Tenho certa implicância com a expressão “atividades mistas” e confesso minha absoluta ignorância de entendê-la. Se eu fizer compras no mercado e este entrega “gratuitamente” as mercadorias na minha casa, o serviço de transporte é prestação-meio e a compra de mercadorias a prestação-fim. Não há que dizer, no caso, que houve atividade mista, pois a entrega da compra é desprovida de onerosidade e, consequentemente, não representa um “fato econômico de relevância jurídica” (assim dizia Amílcar de Araújo Falcão). O custo do transporte, por evidência, integra o custo da mercadoria. Ao contrário, porém, se a entrega da mercadoria no domicílio do comprador for cobrada a parte, e, portanto, negociada independentemente da operação de compra de mercadoria, aí, então, serão duas operações jurídicas distintas, negociadas e assumidas pelas partes contratantes.

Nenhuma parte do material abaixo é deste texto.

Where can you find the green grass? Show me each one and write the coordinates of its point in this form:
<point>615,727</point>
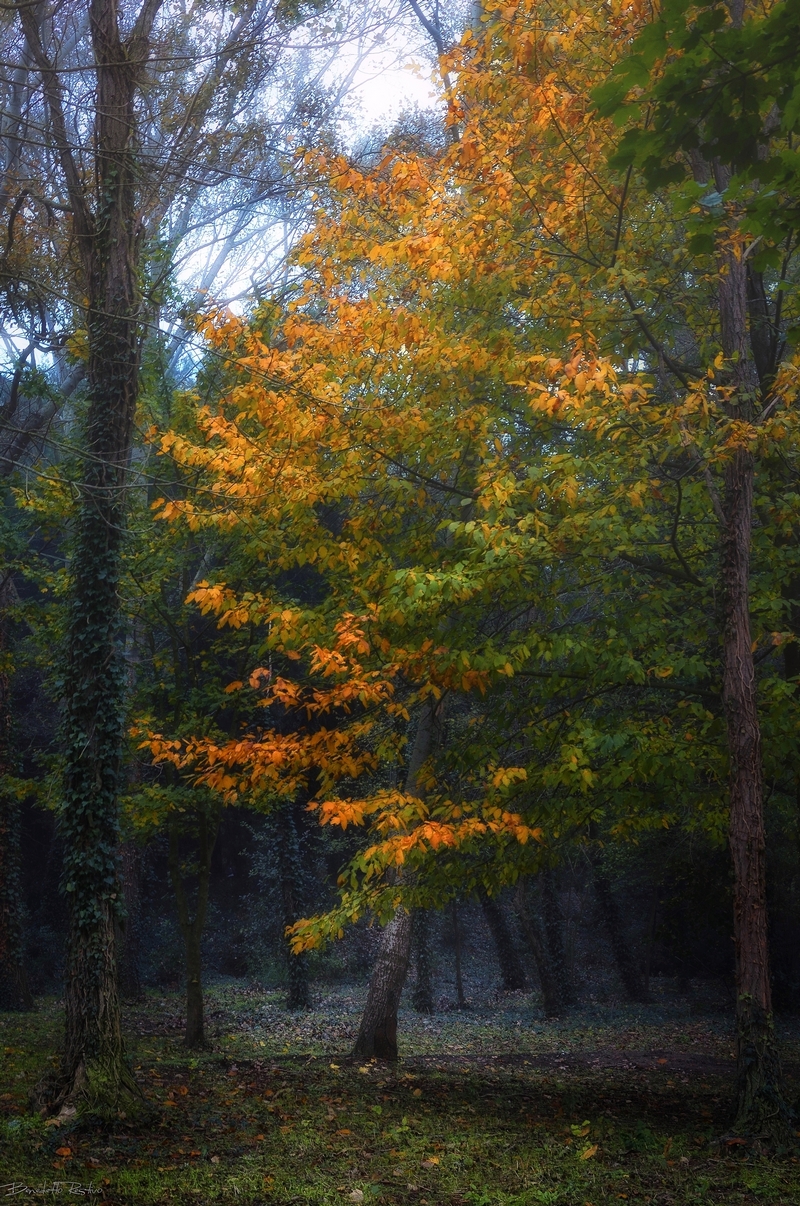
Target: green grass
<point>485,1108</point>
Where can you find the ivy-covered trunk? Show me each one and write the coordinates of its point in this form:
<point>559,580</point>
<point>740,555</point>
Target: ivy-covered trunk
<point>378,1030</point>
<point>104,223</point>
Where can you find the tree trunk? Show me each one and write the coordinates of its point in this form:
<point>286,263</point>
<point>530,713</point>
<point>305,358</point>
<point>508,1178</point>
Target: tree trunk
<point>760,1104</point>
<point>291,883</point>
<point>104,224</point>
<point>15,993</point>
<point>422,995</point>
<point>457,948</point>
<point>192,926</point>
<point>378,1030</point>
<point>511,966</point>
<point>552,1000</point>
<point>194,1034</point>
<point>129,936</point>
<point>554,931</point>
<point>629,972</point>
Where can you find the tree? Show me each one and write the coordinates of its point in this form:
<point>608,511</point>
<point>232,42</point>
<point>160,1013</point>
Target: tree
<point>719,80</point>
<point>508,376</point>
<point>120,174</point>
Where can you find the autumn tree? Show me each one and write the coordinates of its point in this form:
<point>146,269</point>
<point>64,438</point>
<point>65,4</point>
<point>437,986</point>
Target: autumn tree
<point>495,422</point>
<point>116,171</point>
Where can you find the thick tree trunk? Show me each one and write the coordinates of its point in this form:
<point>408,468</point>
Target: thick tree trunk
<point>552,1000</point>
<point>511,966</point>
<point>422,995</point>
<point>291,883</point>
<point>378,1030</point>
<point>192,926</point>
<point>104,223</point>
<point>15,993</point>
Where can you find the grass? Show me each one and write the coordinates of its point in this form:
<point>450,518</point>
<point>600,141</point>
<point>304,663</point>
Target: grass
<point>491,1107</point>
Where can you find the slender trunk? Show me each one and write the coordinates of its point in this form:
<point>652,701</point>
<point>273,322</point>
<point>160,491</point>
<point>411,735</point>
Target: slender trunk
<point>422,995</point>
<point>194,1035</point>
<point>291,883</point>
<point>129,937</point>
<point>511,966</point>
<point>15,993</point>
<point>620,947</point>
<point>650,937</point>
<point>554,930</point>
<point>760,1105</point>
<point>378,1030</point>
<point>456,941</point>
<point>192,926</point>
<point>552,1000</point>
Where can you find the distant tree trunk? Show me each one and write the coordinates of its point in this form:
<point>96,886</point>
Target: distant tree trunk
<point>760,1106</point>
<point>629,972</point>
<point>291,884</point>
<point>15,993</point>
<point>554,930</point>
<point>192,926</point>
<point>422,995</point>
<point>457,947</point>
<point>129,938</point>
<point>511,966</point>
<point>552,1000</point>
<point>378,1030</point>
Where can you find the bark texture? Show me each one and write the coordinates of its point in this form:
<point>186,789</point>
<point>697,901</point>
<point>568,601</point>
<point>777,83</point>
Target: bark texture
<point>422,995</point>
<point>761,1108</point>
<point>378,1030</point>
<point>552,999</point>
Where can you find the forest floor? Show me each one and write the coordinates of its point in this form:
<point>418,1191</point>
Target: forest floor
<point>491,1106</point>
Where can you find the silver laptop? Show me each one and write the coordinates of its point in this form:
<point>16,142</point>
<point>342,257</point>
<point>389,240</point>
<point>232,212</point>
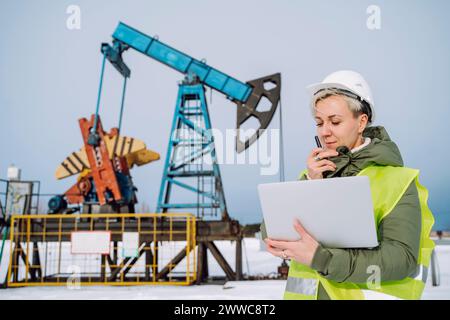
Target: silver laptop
<point>337,212</point>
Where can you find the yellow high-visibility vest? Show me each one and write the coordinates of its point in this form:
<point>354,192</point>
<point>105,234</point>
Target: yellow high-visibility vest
<point>387,185</point>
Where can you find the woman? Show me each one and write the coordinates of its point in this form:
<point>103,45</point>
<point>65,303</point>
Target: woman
<point>342,106</point>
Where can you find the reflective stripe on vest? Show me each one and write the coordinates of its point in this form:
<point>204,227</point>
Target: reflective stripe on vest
<point>396,180</point>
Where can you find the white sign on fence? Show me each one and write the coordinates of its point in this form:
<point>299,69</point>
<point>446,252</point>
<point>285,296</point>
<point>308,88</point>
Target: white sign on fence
<point>90,242</point>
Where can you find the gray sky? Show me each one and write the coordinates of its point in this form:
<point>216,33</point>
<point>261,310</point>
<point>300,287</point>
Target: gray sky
<point>49,79</point>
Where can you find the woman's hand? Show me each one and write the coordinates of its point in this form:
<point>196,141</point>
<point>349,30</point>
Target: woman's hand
<point>316,164</point>
<point>302,250</point>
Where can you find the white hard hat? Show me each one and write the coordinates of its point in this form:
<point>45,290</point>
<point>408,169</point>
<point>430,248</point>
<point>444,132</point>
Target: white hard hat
<point>349,81</point>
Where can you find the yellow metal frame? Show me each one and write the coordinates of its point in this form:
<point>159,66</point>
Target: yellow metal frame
<point>15,236</point>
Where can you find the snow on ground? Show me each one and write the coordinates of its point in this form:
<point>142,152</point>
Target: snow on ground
<point>255,262</point>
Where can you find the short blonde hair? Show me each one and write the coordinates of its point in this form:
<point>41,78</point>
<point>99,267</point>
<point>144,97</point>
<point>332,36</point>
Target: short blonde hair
<point>354,105</point>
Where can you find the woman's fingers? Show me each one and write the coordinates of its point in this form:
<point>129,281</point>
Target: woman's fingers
<point>328,153</point>
<point>324,162</point>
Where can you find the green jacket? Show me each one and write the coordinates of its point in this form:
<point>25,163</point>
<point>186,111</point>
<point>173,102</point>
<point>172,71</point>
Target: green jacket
<point>398,233</point>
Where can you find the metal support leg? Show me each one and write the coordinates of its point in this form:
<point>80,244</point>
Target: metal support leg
<point>239,258</point>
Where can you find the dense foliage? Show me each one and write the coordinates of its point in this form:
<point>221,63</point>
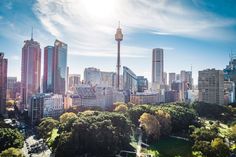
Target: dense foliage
<point>10,138</point>
<point>150,124</point>
<point>210,142</point>
<point>94,133</point>
<point>12,152</point>
<point>213,111</point>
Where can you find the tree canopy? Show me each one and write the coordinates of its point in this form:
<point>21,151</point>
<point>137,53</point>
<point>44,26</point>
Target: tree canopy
<point>12,152</point>
<point>94,133</point>
<point>10,138</point>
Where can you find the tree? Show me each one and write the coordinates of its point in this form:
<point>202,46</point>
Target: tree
<point>204,147</point>
<point>214,111</point>
<point>46,126</point>
<point>232,135</point>
<point>10,138</point>
<point>67,116</point>
<point>203,134</point>
<point>220,148</point>
<point>95,134</point>
<point>181,117</point>
<point>135,112</point>
<point>165,122</point>
<point>12,152</point>
<point>150,124</point>
<point>121,108</point>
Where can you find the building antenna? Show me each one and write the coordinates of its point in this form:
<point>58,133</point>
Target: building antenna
<point>32,33</point>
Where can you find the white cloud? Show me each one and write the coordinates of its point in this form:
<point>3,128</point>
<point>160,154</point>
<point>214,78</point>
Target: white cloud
<point>88,26</point>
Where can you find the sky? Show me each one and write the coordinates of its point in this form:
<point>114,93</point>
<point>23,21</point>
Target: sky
<point>193,33</point>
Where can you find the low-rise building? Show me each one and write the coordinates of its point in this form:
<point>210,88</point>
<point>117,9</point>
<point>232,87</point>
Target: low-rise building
<point>53,105</point>
<point>45,105</point>
<point>145,98</point>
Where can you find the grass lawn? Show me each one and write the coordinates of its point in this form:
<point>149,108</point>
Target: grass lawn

Um exemplo mais complicado: vou à vidraçaria e peço preço de um vidro cortado sob medida, de espessura e qualidade determinada, para ser instalado na janela da minha casa. Provavelmente, o vidraceiro vai apresentar um único preço, no qual inclui o valor do vidro e o valor do serviço de cortá-lo e de efetuar a instalação. Isso seria uma “atividade mista”? Não! Pois estou firmando um contrato de empreitada global com o vidraceiro, levando em conta a natureza da operação que somente se concretizará com o resultado do serviço. Não estou, na verdade, comprando um vidro, estou contratando ou encomendando um serviço e o adimplemento da obrigação pelo vidraceiro somente ocorrerá quando o vidro for assentado na janela e eu dado por satisfeito. E tanto é assim que pode o vidraceiro nem ter o vidro no seu estoque e sair a procurá-lo para atender o pedido. Como, também, pode não ter pessoal para fazer a instalação e ser obrigado a contratar alguém para isso.

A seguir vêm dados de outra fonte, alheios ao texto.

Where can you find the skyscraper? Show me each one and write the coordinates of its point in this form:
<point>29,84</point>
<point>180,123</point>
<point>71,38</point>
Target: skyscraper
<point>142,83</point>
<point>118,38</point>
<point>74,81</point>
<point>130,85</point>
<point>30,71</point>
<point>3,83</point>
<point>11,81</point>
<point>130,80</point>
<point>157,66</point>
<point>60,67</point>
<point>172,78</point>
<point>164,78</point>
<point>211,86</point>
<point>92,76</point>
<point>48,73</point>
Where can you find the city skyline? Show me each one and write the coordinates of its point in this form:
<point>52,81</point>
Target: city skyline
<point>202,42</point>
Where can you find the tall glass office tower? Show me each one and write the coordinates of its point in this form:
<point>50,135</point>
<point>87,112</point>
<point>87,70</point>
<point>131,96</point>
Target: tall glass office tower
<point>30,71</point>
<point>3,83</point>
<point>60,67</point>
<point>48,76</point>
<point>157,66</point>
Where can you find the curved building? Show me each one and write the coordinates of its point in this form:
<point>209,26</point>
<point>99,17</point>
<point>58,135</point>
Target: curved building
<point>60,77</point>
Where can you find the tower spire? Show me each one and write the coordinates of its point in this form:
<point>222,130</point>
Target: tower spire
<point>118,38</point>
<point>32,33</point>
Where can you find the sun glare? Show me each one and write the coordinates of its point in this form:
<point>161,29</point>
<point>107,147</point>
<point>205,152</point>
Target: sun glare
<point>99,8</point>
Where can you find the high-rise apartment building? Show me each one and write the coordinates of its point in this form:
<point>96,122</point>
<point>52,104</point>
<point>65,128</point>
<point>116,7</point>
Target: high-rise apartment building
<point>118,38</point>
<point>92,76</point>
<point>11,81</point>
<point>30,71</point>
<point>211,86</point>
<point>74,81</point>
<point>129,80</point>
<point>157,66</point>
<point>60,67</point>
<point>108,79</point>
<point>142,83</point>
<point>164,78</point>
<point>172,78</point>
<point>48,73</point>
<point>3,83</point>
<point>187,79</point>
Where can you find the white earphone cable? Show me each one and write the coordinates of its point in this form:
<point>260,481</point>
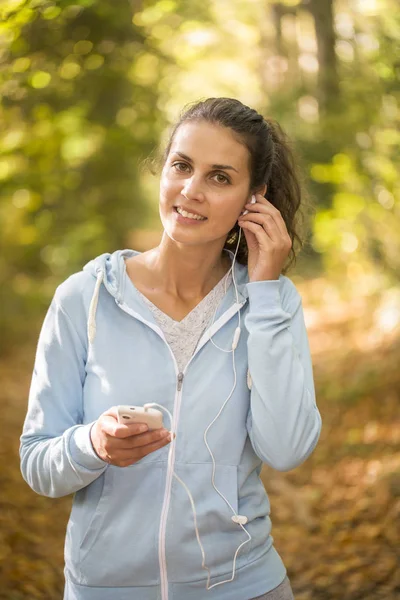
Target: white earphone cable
<point>239,519</point>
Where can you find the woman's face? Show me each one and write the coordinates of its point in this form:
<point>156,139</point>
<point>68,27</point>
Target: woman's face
<point>206,174</point>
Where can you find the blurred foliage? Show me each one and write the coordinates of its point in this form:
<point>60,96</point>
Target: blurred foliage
<point>89,87</point>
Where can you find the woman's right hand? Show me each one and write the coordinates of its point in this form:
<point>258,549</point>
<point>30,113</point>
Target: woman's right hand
<point>122,444</point>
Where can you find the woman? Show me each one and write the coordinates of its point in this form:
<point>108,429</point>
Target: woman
<point>219,344</point>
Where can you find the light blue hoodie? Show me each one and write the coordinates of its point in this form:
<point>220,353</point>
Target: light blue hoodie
<point>131,531</point>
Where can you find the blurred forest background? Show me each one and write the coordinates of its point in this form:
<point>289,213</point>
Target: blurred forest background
<point>88,90</point>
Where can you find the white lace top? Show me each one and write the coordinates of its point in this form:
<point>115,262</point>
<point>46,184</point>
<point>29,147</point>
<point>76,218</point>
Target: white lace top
<point>183,336</point>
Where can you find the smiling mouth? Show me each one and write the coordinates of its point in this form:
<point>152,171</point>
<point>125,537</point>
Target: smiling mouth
<point>189,215</point>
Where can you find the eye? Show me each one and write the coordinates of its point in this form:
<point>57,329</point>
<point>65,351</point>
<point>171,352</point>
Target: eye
<point>180,164</point>
<point>224,178</point>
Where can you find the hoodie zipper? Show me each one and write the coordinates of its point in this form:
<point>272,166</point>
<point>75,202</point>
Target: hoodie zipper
<point>224,318</point>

Outro exemplo: uma construtora empreiteira está construindo um prédio e pretende contratar uma empresa de mármore para fornecer e instalar os mármores nas pias e bancadas dos banheiros. A construtora analisa duas possibilidades de contratação: a) adquire o material (o mármore) nas especificações requeridas e o seu próprio pessoal executa a instalação; ou b) contrata a empresa para executar todo o serviço, ou seja, entrar com o material e o serviço de instalação. A primeira hipótese seria um contrato de compra e venda, mesmo que o mármore seja fornecido da forma solicitada (já cortado e preparado). A segunda hipótese seria um contrato de empreitada global. Apenas para lembrar, o art. 610 do Código Civil diz que o empreiteiro de uma obra pode contribuir para ela só com seu trabalho ou com ele e os materiais. Na primeira hipótese, o trabalho de preparar o mármore e adequá-lo às condições requeridas pelo comprador são tarefas intermediárias indispensáveis à conclusão do negócio, que é a compra e venda. Na segunda hipótese, o fornecimento do mármore é parte integrante e condição básica do facere, da prestação do serviço.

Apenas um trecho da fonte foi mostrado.